A candidata contestou a eliminação e sustentou que não poderia sofrer consequências por atos praticados antes do relacionamento. Segundo destacou a defesa, citada pelo portal O Globo, o marido teve a pena prescrita, possui trabalho formal há anos e a própria Lays comunicou espontaneamente o histórico criminal dele à banca, o que demonstraria transparência.
Mesmo assim, o Tribunal de Justiça de Santa Catarina (TJSC) manteve a desclassificação por considerar que a decisão estava alinhada ao edital.

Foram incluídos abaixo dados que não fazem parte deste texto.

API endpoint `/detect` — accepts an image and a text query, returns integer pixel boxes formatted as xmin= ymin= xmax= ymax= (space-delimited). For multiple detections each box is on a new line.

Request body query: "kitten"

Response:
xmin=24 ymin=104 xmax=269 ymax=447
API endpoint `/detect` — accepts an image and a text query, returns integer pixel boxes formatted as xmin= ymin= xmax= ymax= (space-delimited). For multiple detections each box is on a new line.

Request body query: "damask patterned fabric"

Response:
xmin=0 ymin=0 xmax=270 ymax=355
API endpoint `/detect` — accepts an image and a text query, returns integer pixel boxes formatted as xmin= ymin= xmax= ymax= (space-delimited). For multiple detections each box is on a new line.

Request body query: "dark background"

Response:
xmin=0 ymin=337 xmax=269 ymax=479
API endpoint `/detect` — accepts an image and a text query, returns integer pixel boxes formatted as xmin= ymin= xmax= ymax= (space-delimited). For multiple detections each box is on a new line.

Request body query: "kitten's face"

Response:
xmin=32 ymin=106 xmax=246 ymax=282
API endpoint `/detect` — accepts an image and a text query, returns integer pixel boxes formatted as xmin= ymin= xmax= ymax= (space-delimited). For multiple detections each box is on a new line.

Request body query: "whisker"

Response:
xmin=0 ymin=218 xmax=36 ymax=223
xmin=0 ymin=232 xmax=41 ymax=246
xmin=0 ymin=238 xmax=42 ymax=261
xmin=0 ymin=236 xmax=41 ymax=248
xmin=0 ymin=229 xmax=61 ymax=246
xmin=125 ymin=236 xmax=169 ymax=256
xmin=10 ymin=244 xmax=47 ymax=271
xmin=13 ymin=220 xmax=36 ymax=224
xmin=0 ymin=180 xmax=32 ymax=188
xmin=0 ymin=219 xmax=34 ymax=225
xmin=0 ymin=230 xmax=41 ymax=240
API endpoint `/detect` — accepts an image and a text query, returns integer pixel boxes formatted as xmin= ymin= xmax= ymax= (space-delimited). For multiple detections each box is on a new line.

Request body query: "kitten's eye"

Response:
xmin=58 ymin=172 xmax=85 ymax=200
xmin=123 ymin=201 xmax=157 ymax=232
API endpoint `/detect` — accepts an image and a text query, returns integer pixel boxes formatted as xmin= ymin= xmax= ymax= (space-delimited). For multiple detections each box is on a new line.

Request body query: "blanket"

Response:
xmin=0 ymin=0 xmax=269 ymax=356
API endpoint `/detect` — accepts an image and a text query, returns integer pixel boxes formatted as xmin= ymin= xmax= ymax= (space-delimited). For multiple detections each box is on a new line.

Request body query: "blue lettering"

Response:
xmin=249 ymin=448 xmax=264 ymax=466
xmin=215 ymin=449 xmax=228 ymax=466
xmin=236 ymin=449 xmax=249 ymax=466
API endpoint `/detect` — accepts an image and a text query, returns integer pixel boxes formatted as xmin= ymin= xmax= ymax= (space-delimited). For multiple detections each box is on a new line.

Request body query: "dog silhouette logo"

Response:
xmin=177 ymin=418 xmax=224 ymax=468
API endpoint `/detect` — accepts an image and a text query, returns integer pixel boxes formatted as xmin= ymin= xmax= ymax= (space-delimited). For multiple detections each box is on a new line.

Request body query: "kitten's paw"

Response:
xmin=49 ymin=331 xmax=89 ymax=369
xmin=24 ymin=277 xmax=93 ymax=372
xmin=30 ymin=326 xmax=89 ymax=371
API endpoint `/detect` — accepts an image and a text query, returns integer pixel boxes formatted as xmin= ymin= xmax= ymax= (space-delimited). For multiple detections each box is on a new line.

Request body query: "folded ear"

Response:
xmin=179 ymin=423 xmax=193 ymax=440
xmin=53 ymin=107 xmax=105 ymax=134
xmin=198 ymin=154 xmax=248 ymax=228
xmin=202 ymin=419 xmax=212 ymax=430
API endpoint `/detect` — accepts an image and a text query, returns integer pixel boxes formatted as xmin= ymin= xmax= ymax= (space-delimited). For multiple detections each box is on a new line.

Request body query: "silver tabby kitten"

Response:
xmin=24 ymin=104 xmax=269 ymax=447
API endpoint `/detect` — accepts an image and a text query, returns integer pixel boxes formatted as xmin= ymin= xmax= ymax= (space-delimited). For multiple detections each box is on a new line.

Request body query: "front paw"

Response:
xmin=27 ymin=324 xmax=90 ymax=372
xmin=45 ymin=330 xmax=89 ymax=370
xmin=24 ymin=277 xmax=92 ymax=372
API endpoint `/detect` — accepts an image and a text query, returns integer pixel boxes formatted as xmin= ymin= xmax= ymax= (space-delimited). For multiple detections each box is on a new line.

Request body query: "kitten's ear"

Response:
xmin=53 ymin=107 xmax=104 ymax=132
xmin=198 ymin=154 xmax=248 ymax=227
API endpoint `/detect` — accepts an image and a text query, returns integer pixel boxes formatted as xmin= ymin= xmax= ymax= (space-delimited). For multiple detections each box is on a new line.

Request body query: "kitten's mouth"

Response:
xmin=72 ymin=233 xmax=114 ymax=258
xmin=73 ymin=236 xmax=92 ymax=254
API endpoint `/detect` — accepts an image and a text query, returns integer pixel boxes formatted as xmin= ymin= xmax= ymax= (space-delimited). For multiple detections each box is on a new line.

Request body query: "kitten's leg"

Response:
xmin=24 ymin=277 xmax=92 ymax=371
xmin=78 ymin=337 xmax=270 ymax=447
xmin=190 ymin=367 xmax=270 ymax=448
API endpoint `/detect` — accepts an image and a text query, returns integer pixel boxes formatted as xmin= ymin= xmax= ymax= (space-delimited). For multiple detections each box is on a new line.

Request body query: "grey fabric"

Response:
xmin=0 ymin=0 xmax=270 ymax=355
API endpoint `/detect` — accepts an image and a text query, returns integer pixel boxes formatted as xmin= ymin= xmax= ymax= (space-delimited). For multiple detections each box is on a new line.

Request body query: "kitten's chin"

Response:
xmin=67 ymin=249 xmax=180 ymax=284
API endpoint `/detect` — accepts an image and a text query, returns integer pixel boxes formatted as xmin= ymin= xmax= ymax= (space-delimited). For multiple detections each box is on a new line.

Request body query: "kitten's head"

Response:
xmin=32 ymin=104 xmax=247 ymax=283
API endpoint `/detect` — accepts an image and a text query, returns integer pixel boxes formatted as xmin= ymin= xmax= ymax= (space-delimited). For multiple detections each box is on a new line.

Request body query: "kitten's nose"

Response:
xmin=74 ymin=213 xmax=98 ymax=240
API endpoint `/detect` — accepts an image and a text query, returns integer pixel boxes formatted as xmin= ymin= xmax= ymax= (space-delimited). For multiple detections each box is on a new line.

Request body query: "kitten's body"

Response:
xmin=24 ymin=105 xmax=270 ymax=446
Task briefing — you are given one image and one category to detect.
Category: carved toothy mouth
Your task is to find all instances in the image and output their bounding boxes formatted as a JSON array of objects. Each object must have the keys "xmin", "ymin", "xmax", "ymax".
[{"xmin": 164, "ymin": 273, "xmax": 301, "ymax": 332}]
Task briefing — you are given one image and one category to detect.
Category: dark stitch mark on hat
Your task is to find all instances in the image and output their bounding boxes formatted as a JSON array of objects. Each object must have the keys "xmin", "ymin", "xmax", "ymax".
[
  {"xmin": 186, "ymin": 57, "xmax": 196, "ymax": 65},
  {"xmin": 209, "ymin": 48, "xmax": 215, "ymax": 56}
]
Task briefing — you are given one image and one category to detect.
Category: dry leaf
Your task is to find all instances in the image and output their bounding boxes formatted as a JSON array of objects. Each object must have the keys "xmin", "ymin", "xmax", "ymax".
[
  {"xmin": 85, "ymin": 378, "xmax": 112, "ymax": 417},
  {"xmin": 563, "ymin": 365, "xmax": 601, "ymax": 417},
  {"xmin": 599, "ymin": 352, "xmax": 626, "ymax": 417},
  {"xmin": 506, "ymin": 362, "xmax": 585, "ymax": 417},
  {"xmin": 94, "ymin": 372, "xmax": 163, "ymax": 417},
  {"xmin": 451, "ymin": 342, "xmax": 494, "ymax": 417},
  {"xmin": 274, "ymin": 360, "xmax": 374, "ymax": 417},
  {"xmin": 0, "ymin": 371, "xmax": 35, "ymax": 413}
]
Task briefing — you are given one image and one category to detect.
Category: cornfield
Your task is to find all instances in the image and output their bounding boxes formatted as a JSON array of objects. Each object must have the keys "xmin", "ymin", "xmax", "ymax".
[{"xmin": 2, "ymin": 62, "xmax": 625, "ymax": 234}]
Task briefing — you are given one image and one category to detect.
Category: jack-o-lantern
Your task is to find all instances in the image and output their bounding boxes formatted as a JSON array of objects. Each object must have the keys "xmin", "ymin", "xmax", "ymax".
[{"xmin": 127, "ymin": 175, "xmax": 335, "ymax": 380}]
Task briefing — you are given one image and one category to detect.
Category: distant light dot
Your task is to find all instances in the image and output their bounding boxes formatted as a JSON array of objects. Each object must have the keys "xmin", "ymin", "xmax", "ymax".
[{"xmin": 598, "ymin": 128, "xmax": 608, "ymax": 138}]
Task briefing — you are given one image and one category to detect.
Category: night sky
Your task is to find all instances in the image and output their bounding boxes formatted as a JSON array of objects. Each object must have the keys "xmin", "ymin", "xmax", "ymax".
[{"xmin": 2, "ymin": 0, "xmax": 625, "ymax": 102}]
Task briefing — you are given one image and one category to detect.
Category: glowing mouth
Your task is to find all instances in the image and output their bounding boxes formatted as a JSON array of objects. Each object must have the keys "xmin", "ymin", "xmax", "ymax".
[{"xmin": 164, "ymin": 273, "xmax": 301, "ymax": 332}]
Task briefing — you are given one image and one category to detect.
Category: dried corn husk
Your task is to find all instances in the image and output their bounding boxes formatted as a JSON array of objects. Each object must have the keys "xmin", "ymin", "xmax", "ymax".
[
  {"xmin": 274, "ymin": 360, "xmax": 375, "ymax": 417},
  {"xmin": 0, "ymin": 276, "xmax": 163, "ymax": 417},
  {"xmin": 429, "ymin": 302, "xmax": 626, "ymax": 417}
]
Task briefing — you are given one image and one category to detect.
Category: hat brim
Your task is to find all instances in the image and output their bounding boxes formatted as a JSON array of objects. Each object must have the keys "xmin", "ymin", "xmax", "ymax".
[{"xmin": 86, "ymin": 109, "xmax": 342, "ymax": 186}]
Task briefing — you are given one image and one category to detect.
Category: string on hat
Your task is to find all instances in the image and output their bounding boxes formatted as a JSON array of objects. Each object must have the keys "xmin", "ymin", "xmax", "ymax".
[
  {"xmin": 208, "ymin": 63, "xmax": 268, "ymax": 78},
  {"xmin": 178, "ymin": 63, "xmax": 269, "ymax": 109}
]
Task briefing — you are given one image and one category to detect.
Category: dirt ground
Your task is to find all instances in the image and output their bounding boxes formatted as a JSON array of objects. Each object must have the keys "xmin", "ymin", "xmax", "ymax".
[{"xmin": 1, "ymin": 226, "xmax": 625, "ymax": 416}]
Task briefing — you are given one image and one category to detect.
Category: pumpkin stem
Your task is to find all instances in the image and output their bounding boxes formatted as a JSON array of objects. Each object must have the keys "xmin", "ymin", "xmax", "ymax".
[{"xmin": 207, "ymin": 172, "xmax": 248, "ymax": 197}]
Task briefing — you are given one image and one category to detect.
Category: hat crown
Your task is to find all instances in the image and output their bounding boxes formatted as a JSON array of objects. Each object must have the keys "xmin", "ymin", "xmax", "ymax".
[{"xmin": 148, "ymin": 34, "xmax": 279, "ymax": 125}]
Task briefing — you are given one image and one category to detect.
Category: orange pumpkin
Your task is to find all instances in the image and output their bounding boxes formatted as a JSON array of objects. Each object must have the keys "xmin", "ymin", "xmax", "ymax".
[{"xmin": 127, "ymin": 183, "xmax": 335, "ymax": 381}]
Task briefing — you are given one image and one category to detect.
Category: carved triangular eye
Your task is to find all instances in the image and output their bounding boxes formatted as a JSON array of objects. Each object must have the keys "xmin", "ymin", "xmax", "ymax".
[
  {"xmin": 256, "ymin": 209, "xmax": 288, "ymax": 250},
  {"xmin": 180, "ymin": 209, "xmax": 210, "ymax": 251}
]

O entendimento mudou ao chegar ao STF. Conforme publicado pelo portal Contra Fatos, Dino avaliou que a tese da candidata é “plausível” e que sua exclusão pode ferir “os princípios da presunção de inocência, da individualização da pena e da intranscendência da sanção penal”. Para o ministro, restringir a vida profissional da candidata por ações praticadas por outra pessoa violaria garantias fundamentais.

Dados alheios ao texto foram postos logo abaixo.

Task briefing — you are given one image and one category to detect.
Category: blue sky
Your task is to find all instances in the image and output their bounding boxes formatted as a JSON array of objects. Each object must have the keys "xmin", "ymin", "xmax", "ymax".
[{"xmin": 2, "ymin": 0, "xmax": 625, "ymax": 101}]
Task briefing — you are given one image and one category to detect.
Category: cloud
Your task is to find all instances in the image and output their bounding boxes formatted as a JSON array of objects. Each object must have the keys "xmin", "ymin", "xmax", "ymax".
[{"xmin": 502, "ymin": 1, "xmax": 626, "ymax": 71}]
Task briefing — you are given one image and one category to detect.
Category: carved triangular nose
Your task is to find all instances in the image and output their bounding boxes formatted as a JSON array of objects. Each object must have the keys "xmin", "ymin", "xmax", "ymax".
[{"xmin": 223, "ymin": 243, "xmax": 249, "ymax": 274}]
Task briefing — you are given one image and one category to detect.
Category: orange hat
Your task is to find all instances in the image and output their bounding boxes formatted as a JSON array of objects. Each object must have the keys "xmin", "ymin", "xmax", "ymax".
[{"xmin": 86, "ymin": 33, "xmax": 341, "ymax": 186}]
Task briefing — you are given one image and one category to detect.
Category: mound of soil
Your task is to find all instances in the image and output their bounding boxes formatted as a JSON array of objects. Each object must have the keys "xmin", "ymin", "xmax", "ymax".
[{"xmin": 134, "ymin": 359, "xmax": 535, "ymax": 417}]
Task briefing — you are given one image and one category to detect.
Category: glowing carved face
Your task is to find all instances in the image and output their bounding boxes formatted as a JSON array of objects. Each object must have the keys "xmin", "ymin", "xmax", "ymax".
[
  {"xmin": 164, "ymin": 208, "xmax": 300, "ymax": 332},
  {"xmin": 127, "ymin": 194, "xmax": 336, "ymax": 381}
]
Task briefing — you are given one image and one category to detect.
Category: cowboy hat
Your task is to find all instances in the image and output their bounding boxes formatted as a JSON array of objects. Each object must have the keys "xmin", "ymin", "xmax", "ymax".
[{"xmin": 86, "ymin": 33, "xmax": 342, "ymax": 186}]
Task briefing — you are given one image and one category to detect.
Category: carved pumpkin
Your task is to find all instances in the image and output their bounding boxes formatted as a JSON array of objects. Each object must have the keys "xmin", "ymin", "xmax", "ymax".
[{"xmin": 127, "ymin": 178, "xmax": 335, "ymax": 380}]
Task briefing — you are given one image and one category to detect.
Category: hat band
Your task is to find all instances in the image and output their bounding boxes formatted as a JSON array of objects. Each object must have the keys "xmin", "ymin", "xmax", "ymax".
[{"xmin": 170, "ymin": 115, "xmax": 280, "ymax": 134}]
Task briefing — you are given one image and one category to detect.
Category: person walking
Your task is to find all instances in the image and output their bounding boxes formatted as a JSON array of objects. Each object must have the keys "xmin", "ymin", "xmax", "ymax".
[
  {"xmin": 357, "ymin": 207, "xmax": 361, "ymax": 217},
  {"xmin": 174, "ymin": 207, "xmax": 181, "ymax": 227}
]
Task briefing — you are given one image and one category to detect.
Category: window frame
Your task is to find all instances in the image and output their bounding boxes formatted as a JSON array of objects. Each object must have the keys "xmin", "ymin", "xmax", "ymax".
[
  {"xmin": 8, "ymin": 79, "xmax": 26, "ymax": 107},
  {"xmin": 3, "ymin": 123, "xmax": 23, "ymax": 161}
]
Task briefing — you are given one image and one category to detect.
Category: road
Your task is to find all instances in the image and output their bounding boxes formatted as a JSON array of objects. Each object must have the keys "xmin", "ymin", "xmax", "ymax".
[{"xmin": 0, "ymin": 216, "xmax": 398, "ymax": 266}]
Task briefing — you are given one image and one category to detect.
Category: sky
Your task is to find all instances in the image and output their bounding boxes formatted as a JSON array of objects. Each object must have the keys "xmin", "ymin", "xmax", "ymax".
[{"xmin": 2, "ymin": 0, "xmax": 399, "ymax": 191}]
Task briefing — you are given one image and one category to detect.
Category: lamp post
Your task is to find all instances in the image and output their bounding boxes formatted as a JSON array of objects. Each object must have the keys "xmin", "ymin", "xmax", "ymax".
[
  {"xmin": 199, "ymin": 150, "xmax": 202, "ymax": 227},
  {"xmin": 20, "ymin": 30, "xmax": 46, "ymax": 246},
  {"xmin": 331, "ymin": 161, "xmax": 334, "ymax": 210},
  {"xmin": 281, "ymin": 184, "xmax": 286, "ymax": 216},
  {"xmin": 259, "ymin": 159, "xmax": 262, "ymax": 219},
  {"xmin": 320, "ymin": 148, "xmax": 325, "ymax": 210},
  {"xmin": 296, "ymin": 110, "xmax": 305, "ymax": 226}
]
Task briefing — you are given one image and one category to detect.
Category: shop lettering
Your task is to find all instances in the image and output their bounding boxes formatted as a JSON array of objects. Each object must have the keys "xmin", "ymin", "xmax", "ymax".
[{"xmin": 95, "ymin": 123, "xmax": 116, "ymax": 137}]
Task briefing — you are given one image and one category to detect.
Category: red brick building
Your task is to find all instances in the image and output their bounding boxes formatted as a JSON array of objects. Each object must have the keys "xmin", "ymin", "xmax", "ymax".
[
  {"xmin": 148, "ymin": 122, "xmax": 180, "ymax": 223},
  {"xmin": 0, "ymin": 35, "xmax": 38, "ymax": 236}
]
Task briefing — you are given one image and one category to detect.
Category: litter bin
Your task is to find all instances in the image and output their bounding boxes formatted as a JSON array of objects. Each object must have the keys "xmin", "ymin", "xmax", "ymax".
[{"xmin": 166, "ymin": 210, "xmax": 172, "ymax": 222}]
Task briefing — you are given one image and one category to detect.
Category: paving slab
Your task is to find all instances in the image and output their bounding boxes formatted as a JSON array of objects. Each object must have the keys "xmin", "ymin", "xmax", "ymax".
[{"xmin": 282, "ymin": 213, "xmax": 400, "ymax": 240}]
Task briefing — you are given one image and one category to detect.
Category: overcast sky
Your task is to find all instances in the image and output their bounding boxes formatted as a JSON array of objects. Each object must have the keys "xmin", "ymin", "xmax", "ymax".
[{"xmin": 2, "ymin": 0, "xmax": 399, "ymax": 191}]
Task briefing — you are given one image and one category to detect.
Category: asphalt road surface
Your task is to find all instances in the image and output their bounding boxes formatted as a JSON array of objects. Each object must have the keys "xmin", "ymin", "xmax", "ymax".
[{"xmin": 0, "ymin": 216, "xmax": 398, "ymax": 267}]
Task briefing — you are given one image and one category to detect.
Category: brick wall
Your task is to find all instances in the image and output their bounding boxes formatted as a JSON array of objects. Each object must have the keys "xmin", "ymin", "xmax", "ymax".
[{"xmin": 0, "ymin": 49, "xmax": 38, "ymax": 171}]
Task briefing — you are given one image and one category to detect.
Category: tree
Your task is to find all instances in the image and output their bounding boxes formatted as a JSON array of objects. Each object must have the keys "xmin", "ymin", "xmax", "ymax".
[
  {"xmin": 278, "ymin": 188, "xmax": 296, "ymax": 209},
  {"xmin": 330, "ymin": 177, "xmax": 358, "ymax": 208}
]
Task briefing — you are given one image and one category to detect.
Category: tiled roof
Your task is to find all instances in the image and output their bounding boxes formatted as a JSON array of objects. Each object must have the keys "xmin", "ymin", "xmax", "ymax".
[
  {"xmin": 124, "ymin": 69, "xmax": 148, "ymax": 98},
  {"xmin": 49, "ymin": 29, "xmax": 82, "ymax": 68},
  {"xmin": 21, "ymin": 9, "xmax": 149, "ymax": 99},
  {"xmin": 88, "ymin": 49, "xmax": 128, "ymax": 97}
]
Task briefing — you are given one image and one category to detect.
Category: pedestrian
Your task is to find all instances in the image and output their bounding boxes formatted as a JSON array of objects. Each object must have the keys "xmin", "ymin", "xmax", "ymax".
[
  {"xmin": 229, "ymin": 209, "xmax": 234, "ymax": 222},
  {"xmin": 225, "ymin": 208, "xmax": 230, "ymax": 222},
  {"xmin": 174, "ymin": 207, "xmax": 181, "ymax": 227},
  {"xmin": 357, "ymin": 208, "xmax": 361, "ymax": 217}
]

“A exclusão da candidata do certame, na fase de investigação social, sob o fundamento de inabilitação, pode ocasionar dano grave e de difícil reparação”, afirmou Dino, ao destacar o risco de “frustração de legítima expectativa decorrente de anos de preparação e estudo dedicados à seleção”.
A liminar ainda não resolve o mérito da ação, mas permite que Lays continue no concurso enquanto o processo segue no Supremo. O ministro solicitou documentos adicionais, como certidões criminais e registros de trabalho do marido nos últimos dez anos.
A decisão, no entanto, gerou forte reação. O delegado-geral da Polícia Civil de Santa Catarina, Ulisses Gabriel, criticou publicamente a liminar: “TJ SC confirmou a decisão! Hoje, o Ministro Flávio Dino fez a reintegração da candidata ao concurso. Com respeito, mas como se combate o crime dessa forma? Ela fez sua opção”, declarou nas redes sociais.
A manifestação evidencia a visão de setores da segurança pública que defendem critérios mais restritivos não apenas para o comportamento individual do candidato, mas também para suas relações pessoais. Já a intervenção do STF reforça a necessidade de diferenciar a conduta do postulante da de terceiros, especialmente quando não há indícios de participação ou conivência.
O caso, que segue em análise definitiva pelo Supremo, deve influenciar futuras discussões sobre os limites e a legalidade da investigação social em concursos de carreiras policiais.